48.What is the problem in the following code?
void main()
{
static int i;
for(;;)
{
if(i!=printf(9876))
{
i++;
}
else
{
while(1)
{
break;
break;
}
}
}
printf("%d",i);
}
Ans: output will be garbage value infinite times.
Explanation: The problem is the control gets struck in the outer loop that is the for loop. There is no terminator condition in the for loop.
49. Find the output when input is 25.
void main()
{
int su=0;
for(scanf("%d",&su);printf
("%d",su)-1;printf("%d"))
{
su=su/10;
}
}
Ans: 2522
Explanation: Here the statemint scanf will input the value 25 to variable su. The condition part contains a printf statement that will print the value 25 and returns the value 2. so condition is true and the su is now modified to 2, the statement printf("%d"); will print the value present in the stack which is 2 and then condition is again checked, the printf statement in condition part willprint the value 2 and returns 1 which is subtracted by 1, so the condition becomes false and the loop terminates resulting output 2522.
50.Find the output.
void main()
{
int i=0;
switch(0)
{
printf("%d",i);
i++;
}
for(;i;)
{
printf("%d",i);
}
while(i)
{
printf("%d",i);
}
do
{
printf("%d",i);
}while(i);
}
Ans : 0
Explanation: since there is no case inside switch statement, control will not enter inside the switch. in the for loop, the condition part is 0, so also not enter into the for loop. In the while loop the condition part is also false, that's why it will not also enter inside the while loop. But for the do-while loop, at least it will execute once, hence output is 0. when it test condition of the do-while loop, again it goes out of the loop.
void main()
{
int i=5;
do
{
putchar(i+100);
printf("%d",i--);
}while(i);
}
Ans: i5h43f2el
Explanation: The loop will continue till 5 times and the characters corresponding to that ASCII value get printed with the value of i.
2. Find the output.
void main()
{
int i=3;
while(i--)
{
int i=100;
i--;
printf("%d",i);
}
}
Ans: 999999
Explanation: Here i is an auto variable and the scope of the auto variabnle is local to a block. So every time the control gets into the loop one new i will be created. i with in the while expression is local to the first block.
3. What is the problem in the following code?
static int i=50;
main()
{
int sum=0;
do
{
sum+=(1/i);
printf("Sum of series is %d",i);
}while(0<i--)
printf("Sum of series is %d",sum);
}
Ans: Divided Error
Explanation: Here i is declared as static so it has file scope. The value of i is decremented. So when the i vlaue is zero the expression inside body of the loop will be sum=sum+(1/0); so here the divide error occurs.
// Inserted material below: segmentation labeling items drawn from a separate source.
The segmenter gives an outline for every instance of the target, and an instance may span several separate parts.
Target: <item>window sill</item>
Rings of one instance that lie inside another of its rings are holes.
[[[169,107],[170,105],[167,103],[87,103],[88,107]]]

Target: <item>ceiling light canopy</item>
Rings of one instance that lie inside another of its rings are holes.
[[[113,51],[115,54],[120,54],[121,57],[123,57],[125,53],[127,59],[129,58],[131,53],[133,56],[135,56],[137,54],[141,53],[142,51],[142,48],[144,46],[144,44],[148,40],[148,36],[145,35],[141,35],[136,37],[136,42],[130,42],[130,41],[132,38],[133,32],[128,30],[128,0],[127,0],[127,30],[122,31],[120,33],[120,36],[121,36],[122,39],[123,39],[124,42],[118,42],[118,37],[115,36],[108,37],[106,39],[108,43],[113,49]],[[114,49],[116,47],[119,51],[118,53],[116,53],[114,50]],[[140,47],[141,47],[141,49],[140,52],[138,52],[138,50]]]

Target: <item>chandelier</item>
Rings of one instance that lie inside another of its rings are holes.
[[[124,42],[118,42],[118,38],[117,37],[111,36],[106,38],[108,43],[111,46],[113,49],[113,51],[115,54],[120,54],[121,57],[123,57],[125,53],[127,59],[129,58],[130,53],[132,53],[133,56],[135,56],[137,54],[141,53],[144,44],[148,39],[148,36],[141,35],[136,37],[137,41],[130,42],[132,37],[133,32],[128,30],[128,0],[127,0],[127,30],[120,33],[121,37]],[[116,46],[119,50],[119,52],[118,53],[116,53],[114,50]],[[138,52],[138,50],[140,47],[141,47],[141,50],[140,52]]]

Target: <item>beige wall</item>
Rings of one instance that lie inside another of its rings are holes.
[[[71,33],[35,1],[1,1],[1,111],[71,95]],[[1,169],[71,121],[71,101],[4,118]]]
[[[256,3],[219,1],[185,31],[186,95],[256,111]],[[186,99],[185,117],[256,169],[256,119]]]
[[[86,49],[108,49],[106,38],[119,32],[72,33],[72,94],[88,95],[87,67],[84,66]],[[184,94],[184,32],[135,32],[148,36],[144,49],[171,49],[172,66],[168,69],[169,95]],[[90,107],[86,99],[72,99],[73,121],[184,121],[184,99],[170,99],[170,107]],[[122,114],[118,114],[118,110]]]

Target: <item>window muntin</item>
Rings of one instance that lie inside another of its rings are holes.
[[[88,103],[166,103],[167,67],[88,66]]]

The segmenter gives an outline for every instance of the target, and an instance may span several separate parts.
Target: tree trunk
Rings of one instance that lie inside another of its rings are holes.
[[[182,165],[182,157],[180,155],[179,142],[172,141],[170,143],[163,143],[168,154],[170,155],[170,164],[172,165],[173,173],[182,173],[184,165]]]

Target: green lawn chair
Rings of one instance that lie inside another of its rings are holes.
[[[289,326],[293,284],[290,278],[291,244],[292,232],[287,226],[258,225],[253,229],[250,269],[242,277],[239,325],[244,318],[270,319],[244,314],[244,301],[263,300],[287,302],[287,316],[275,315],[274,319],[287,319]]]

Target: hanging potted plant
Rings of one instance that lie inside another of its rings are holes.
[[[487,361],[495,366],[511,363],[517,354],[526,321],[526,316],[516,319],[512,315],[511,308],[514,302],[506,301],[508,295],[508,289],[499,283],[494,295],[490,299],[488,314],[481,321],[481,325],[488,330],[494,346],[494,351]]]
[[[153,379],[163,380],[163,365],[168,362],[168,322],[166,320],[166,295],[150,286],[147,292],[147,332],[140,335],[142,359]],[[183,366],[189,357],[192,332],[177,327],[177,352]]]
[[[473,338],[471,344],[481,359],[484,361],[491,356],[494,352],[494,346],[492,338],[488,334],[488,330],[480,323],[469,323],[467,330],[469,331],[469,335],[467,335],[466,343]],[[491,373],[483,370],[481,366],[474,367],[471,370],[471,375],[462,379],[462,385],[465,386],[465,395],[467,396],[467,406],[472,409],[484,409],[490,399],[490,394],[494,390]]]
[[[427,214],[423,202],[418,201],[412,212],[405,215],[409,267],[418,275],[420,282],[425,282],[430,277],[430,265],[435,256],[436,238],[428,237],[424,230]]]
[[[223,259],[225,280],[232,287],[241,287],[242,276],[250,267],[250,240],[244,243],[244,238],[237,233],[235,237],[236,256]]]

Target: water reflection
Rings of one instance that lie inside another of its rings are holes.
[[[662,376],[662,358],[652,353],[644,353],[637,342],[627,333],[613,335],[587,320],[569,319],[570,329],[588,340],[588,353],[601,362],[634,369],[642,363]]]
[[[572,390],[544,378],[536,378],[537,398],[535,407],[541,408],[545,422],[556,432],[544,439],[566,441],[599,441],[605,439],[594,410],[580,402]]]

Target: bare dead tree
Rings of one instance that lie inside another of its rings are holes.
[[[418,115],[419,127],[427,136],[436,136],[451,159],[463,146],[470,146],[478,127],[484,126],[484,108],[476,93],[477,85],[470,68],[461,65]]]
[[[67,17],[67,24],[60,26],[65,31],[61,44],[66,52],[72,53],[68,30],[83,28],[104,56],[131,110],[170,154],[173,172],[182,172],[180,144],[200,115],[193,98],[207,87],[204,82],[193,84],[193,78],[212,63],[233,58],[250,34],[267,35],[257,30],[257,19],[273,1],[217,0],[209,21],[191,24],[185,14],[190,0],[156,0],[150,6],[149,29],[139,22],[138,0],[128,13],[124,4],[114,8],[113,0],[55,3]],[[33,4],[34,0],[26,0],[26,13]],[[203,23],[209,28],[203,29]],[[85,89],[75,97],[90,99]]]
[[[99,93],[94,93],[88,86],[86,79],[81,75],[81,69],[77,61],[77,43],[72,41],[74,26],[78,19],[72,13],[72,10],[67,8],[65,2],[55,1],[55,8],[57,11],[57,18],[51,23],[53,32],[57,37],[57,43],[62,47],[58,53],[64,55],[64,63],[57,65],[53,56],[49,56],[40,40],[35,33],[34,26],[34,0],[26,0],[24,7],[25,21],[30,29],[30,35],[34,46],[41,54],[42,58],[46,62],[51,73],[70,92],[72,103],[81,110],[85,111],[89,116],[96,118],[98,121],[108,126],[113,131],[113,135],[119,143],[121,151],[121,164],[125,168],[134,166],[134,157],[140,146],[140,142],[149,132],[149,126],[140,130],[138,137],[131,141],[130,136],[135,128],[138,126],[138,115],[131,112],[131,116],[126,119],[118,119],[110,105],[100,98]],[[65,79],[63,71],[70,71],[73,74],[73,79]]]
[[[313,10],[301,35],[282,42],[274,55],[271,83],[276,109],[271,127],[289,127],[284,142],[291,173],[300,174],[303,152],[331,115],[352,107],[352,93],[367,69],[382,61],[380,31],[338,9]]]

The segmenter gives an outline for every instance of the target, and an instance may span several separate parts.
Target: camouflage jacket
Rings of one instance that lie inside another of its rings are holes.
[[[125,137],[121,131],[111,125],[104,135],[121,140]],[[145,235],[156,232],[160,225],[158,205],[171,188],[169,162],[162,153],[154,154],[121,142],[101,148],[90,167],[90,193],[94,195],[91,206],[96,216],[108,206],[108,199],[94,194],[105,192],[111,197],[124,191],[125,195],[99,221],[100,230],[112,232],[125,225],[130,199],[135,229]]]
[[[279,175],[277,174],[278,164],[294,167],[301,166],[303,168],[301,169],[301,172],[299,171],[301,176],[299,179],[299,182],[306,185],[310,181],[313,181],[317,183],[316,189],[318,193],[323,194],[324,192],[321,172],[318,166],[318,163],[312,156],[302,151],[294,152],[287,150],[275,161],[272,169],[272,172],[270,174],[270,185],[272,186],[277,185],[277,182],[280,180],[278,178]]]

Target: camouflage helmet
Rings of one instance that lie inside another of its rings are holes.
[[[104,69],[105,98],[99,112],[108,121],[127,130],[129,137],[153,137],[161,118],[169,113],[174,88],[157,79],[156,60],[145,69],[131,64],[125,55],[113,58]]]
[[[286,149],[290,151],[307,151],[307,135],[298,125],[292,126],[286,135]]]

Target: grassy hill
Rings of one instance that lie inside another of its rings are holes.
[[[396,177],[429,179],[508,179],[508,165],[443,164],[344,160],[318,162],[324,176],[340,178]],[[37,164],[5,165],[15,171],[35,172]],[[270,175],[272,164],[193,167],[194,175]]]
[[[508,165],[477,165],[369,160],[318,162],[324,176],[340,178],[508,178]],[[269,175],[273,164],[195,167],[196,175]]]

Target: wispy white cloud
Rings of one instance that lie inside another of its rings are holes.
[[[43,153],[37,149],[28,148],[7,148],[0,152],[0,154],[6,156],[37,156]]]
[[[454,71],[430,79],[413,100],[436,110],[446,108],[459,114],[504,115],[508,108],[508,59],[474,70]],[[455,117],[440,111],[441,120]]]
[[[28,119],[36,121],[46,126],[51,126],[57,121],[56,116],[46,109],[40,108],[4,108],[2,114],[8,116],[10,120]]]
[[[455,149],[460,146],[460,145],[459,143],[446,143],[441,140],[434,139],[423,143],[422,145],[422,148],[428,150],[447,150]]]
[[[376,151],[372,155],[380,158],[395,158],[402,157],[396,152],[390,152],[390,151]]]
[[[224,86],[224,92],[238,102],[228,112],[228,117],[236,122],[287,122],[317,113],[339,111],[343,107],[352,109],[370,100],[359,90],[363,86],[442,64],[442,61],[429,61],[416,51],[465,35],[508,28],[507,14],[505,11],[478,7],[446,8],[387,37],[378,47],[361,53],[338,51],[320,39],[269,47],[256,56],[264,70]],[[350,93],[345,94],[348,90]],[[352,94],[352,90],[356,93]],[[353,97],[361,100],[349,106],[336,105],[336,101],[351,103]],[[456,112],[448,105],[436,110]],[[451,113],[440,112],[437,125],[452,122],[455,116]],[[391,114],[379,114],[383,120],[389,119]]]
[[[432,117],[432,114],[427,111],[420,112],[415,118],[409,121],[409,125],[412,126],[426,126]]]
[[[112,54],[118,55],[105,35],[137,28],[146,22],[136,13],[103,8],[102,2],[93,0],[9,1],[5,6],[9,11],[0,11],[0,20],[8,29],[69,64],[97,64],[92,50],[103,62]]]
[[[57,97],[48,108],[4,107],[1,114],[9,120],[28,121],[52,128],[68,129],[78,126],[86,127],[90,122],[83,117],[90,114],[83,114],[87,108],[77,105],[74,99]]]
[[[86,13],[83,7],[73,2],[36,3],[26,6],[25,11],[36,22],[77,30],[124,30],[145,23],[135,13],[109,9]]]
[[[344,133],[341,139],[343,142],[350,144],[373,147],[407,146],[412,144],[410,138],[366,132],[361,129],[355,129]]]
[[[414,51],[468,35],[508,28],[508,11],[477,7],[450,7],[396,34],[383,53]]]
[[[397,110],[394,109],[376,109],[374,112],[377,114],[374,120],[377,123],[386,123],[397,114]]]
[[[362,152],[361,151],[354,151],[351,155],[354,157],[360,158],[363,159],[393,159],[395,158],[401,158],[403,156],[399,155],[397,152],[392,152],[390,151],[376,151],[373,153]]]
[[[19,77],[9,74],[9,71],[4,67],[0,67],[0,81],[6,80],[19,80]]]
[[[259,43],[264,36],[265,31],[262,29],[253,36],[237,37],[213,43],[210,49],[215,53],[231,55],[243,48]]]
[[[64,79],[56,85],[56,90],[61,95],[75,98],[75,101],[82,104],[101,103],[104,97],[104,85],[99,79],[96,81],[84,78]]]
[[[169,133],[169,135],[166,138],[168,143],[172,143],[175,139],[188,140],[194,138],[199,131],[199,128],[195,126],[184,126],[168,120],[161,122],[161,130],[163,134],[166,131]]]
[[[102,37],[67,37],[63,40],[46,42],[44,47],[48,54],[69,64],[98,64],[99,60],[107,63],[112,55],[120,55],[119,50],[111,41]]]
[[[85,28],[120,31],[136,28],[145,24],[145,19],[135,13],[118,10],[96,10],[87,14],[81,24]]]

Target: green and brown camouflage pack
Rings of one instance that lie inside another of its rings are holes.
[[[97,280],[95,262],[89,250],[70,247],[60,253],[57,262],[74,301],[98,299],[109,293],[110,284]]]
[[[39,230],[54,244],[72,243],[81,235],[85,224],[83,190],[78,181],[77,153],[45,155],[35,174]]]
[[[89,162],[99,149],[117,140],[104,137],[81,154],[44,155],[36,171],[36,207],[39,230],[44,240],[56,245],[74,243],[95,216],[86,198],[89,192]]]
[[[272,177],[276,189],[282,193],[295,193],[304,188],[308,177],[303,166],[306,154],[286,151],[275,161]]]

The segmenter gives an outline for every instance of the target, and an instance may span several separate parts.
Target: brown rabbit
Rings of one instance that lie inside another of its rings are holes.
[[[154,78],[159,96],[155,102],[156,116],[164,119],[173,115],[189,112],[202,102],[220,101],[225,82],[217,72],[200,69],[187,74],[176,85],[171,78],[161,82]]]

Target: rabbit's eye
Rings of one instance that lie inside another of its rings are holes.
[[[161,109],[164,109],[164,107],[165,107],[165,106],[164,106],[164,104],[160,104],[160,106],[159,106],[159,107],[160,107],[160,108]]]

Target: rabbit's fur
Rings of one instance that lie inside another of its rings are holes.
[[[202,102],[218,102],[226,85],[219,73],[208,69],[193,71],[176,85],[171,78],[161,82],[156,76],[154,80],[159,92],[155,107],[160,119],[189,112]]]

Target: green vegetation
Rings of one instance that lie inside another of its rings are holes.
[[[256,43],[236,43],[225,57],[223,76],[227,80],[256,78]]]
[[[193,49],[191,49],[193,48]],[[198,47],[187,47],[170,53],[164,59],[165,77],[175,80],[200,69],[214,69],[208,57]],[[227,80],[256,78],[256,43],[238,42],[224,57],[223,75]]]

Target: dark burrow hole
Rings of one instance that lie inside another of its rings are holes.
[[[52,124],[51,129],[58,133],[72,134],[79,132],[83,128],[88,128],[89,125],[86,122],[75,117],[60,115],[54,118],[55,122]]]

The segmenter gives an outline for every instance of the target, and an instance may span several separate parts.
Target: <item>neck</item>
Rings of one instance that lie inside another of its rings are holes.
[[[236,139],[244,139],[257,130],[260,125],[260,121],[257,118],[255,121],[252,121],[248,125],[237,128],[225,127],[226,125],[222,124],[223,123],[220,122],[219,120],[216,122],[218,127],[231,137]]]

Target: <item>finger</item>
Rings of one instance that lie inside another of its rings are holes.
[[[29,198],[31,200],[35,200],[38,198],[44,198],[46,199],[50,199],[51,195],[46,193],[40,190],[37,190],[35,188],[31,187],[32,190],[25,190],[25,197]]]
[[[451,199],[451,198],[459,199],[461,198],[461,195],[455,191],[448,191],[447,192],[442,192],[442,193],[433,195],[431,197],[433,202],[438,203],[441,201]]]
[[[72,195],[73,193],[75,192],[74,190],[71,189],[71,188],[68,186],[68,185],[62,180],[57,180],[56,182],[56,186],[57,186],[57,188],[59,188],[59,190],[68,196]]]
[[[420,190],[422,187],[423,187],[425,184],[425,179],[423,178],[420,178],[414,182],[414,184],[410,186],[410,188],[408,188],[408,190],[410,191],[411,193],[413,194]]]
4.How many times the loop will continue and find the output?
int main()
{
int i=5,j=0;
while(i--||j++)
printf("\n%d%d",i,j);
return 0;
}
Ans: 40 30 20 10 00
Explanation: The loop will continue five times and the output is 40 30 20 10 00 consider the expression a||b, if a evaluates as true then b will not be executed. Same thing is happening here. i-- is true so j++ is not executed and the value of j remains 0.
5. How many times the loop will continue and find the putput?
void main()
{
int a,b,c,d,e;
a=b=c=d=e=12345.5;
if(d=a==b==c)
printf("Good reply');
while(d>0)
{
d--;
if(e=1)
printf("continue");
if (e==1)
printf("I have learnt c
from lakshya");
}
}
Ans: No output
Explanation: First, a==b is ecaluated which returns 1 then 1==c will get evaluated which returns 0 and stored in d. That's why in the if and while statement the condition is false and hence no output
6. What is the problem in the followinr code?
void main()
{
int i;
for(i=1;i<=10;i++)
printf("%d",i);
if(i==5)
break;
}
Ans: No output
Explanation: First the value of as [i] is '\\' so the first case gets satisfied and prints A in the screen, In the second iteration the value in as [i] is '0' i.e. 48, so none of the case get satisfied and the default case get executed which prints C, the condition in the while loop becomes false and the loop terminates.
7.Find the output.
void main()
{
char as[]="\\0\0";
int i=0;
do
{
switch(as[i++])
{
case '\\' : printf("A");
break;
case 0 : printf("B");
break;
default : printf("C");
}
}while(as[i]!='\0');
}
Ans: AC
Explanation: First the value of as [i] is'\\' so the first case gets satisfied and prints A in the screen, In the second iteration the value in as [i] is '0' i.e. 48, so none of the case get satisfied and the default case get executed which prints C, the condition in the while loop becomes false and the loop terminates.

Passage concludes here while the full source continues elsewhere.